Multimodal large language models (MLLMs) have achieved remarkable progress in video understanding. However, seemingly plausible outputs often suffer from poor visual and temporal grounding: a model may fabricate object existence, assign incorrect attributes, or collapse repeated events while still producing a globally reasonable caption or answer. We study this failure mode through a compositional consistency audit that decomposes a caption into supporting factual and temporal claims, investigating whether a correct high-level prediction is actually backed by valid lower-level evidence. Our top-down audit reveals that even correct root relational claims often lack reliable attribute and existence support.

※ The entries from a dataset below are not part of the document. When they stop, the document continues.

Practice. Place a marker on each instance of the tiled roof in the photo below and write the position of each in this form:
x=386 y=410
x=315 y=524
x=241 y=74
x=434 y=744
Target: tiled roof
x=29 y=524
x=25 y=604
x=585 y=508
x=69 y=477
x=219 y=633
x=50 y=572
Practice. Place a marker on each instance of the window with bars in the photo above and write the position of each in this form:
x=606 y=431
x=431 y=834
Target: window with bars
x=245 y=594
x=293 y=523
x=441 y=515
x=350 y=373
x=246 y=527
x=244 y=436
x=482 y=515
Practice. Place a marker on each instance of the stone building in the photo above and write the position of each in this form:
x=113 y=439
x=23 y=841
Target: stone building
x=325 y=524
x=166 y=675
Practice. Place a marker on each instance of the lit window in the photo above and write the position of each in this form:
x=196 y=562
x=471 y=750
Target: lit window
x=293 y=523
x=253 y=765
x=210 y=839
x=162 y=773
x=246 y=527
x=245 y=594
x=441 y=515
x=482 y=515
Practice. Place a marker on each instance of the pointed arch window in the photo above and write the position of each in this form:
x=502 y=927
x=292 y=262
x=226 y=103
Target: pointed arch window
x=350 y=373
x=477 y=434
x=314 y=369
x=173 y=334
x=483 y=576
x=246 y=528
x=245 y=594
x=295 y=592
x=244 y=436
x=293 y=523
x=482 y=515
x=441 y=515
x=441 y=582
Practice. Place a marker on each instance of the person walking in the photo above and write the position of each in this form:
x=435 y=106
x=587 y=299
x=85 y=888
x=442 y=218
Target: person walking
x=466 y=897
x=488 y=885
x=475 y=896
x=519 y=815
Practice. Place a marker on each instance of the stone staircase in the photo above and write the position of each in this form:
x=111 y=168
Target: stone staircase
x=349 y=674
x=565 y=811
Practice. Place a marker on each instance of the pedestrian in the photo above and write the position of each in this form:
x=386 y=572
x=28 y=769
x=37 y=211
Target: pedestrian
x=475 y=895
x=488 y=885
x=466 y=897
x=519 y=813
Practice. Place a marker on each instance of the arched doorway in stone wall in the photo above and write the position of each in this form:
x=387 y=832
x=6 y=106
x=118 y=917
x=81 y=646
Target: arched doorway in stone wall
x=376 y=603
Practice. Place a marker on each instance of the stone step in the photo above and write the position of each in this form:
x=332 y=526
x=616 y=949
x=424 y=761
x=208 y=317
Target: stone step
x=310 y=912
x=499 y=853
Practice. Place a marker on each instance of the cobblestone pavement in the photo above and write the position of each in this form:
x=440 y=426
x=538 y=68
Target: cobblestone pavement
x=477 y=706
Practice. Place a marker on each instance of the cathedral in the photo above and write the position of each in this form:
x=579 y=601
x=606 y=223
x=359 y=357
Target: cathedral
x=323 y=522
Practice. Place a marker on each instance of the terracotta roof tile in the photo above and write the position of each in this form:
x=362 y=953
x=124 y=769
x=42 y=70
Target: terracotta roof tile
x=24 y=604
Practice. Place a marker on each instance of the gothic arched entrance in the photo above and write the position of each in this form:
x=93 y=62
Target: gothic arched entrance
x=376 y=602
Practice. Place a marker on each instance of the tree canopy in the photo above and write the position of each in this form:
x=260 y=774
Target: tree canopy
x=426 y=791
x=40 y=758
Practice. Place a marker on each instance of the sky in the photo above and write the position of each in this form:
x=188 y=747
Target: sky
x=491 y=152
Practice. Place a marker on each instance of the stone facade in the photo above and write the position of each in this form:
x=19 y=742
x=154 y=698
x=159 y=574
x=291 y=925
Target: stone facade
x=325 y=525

This indicates that standard sentence-level supervision is a weak proxy for faithful video understanding. Furthermore, when turning to reinforcement learning (RL) for better alignment, standard sentence-level rewards often prove too coarse to accurately localize specific grounding failures. To address this, we replace generic sentence-level rewards with a structured reward built from factual and temporal units. Our training objective integrates three complementary components: (1) an instance-aware scene-graph reward for factual objects, attributes, and relations; (2) a temporal reward for event ordering and repetition; and (3) a video-grounded VQA reward for hierarchical self-verification. Across temporal, general video understanding, and hallucination-oriented benchmarks, this objective yields consistent gains on open-source backbones. These results suggest that structured reward shaping is a practical route to more faithful video understanding.